10. The equity-market rotation has been buoyed by continued strong monetary support, acceptable economic and earnings news and hopes for a vaccine. Defensive, low beta, big, U.S. and growth stocks have generally ceded leadership to cyclical, high beta, small, international and value stocks. This rotation has been accompanied by a lower dollar and higher commodity prices and depends on Washington passing another fiscal package.

The Short-Term Outlook Warrants Caution
The continuing global economic recovery will be bumpier than what the markets reflect, so investors should be selective in their exposure to risk assets. The reacceleration in U.S. infections has triggered renewed restrictions in economic activity. While smaller, similar episodes have erupted around the globe, the U.S. carries additional risks: the stalled fiscal stimulus bill, uncertainty around the election, elevated valuations and uncertain future corporate profits.

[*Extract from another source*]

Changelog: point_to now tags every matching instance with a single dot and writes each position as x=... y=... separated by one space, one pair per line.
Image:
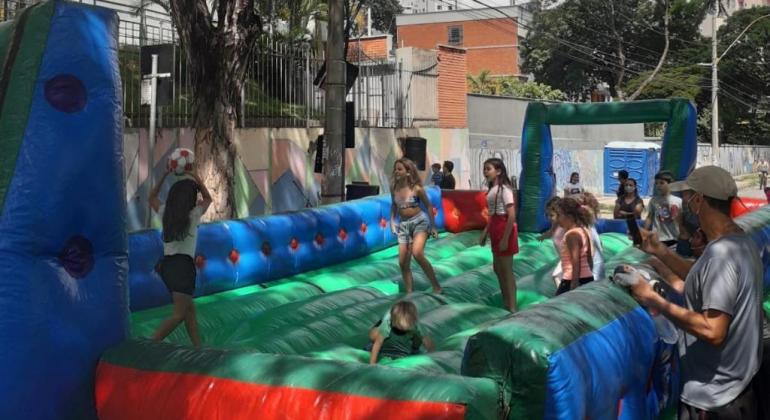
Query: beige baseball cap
x=711 y=181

We are cautious on the short-term outlook, but expect some turbulence as the V-shaped economic rebound gives way to a more choppy recovery.

Investors have taken disappointing developments in stride, but stretched technicals and valuations imply vulnerabilities. On the positive side, central bank policy has successfully shored up credit markets. Narrowing U.S. high yield corporate bond spreads are only modestly above January levels, which is impressive relative to the implosion in corporate cash flows and the likelihood of a choppy recovery. Still, some profit taking is likely after the huge rebound since March 23. For example, gold fell last week.

The monetary and fiscal reflationary bridge must hold until a medical breakthrough occurs, otherwise the global economic recovery could falter. We doubt that such a breakdown will occur, but Congress is playing a perilous game. While we expect an agreement on a new fiscal package, the question is whether the financial markets need to correct first, pushing the two political parties to come together.

Corporate profits must steadily recover to sustain the equity rally beyond any near-term setbacks. The longer it takes to return to more normal economic and social activity, the greater the odds of permanently losing capacity, employment and profitability. We are generally constructive on the prospects for an economic and earnings recovery, but near-term disappointment is possible.

Robert C. Doll is senior portfolio manager and chief equity strategist at Nuveen.